‘Socialist’ Harvard professors: 🥺👉👈 just five hundwed thousand mowe cops pweas
Article criticizing this paper: https://equalityalec.substack.com/p/a-warning-to-journalists-about-elite
biggest issue:
- authors claim US has below average cops per capita using lowball estimate of ~700k (ignoring feds, etc)
- admit in private correspondence that the total number of cops could be 1.2 million (hey look there’s the 500k cops you’re asking for)
- toss in private police and that makes the US have twice the cops as average :porky-happy:
Also the authors have the premise that more police = fewer prisoners since there’s just too few cops so they have to throw you in jail for a decade for possessing weed or else they couldn’t keep up with all the crime
I looked at some data myself: Louisiana has the highest incarceration rate and wait, hold on, THIS CANT BE!!! THE 3RD HIGHEST NUMBER OF COPS PER CAPITA!!! this is simply impossible to predict
Excited to hear about which crimes these police are expected to enforce.
Financial crimes? Scams and Frauds? OSHA violations? Corporate Tax Evasion? Anything white collar? Anything at all? No? Its all petty theft, vandalism, blue laws, and vagrancy isn't it?
...
Oh. They're all supposed to be on the homicide beat. Lolz. Lmao, even. We're hiring 500,000 extra cops to do Minority Report.
One other thing I can't help but glare at...
Graph
So, the observation in the article attempts to suggest that we can normalize the data in order to establish a trend. But what I'm noticing isn't the trend line. It is the presence of particular countries above and below the regression. I might concede that countries below the line could benefit from more police by virtue of the fact that their police-homicide ratio is relatively low. One more Japanese or Nigerian cop adds a relatively low risk of one more police homicide.

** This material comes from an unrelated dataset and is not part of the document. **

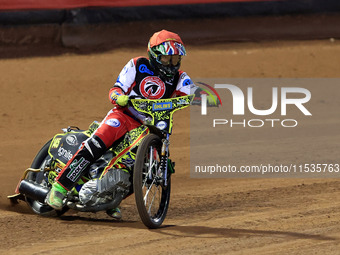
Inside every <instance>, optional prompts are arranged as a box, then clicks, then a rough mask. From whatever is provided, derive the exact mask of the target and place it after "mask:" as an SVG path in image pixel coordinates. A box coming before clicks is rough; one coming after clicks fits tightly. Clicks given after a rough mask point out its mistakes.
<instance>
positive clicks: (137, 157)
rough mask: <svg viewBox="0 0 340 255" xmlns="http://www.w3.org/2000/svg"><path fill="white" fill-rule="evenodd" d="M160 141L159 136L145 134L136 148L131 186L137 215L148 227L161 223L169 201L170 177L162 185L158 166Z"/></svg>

But the reverse is rather horrifying. Do I really want to add police officers to El Salvador, a country absolutely rife with police-initiated violence? Maybe not.
The US, I can't help but notice, is a healthy step above the fold. Even Mexico can't compete with American rates of police violence and Mexican police are also... not great.
I also can't help but notice the Y-axis is a logrithmic curve, which seriously distorts the comparative rate of police violence on the high end.